Energetische Sanierung der Grundschule Neerstedt soll noch diese Woche abgeschlossen sein / Lob an Handwerker

„Arbeiten liegen in den letzten Zügen“

Gestern arbeiteten die Handwerker bei der Grundschule Neerstedt noch an der Dämmung.

Neerstedt - (ts) · Wochenlang wurde gesägt und gehämmert, es wimmelte von Handwerkern – jetzt kehrt wieder Ruhe in der Grundschule Neerstedt ein. Denn die energetischen Sanierungsmaßnahmen befinden sich in den letzten Zügen. „Die Arbeiten werden noch diese Woche beendet sein“, erklärte gestern Dötlingens Bauamtsleiter Uwe Kläner.

Mit den letzten Arbeiten am Dach wurden die Handwerker Anfang der Woche fertig, so dass nun die Solaranlage der Dötlinger Fotovoltaik-Gesellschaft installiert werden kann. „Im Inneren stehen noch einige Dämmarbeiten an, unter anderem an der Kellerdecke“, so Kläner. Auch an dem überdachten Gang im Außenbereich, der die Eingänge der Gebäudekomplexe verbindet, wird noch gearbeitet. Gestern wurde die Überdachung mit Dämmmaterial gefüllt.

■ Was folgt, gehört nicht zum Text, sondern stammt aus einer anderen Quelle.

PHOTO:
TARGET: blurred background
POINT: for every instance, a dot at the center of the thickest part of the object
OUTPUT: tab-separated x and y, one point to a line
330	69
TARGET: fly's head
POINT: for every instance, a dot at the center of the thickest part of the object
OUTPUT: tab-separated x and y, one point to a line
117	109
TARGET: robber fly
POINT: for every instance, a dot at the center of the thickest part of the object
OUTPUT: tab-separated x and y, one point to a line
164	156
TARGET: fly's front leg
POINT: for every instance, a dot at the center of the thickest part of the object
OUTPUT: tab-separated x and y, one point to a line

Aber auch diese Maßnahme soll Ende der Woche abgeschlossen sein. „Möglich wären dann höchstens noch ein paar Restarbeiten“, sagte der Bauamtsleiter, der gestern den beteiligten Firmen ein großes Lob aussprach: „Sie haben tadellos mitgezogen.“

Nicht selten konnte man die Handwerker auch am späten Freitagnachmittag und ebenfalls am Sonnabend auf dem Schulgelände werkeln sehen. „Einmal sind sie in großer Kolonne am Wochenende bei der Schule eingefallen, um Arbeiten zu erledigen, die während des Schulbetriebs nicht unbedingt machbar sind“, berichtete Kläner. Mit dem Verlauf der Sanierung zeigte er sich zufrieden. Es habe weder Zeitverzögerungen noch andere Probleme gegeben.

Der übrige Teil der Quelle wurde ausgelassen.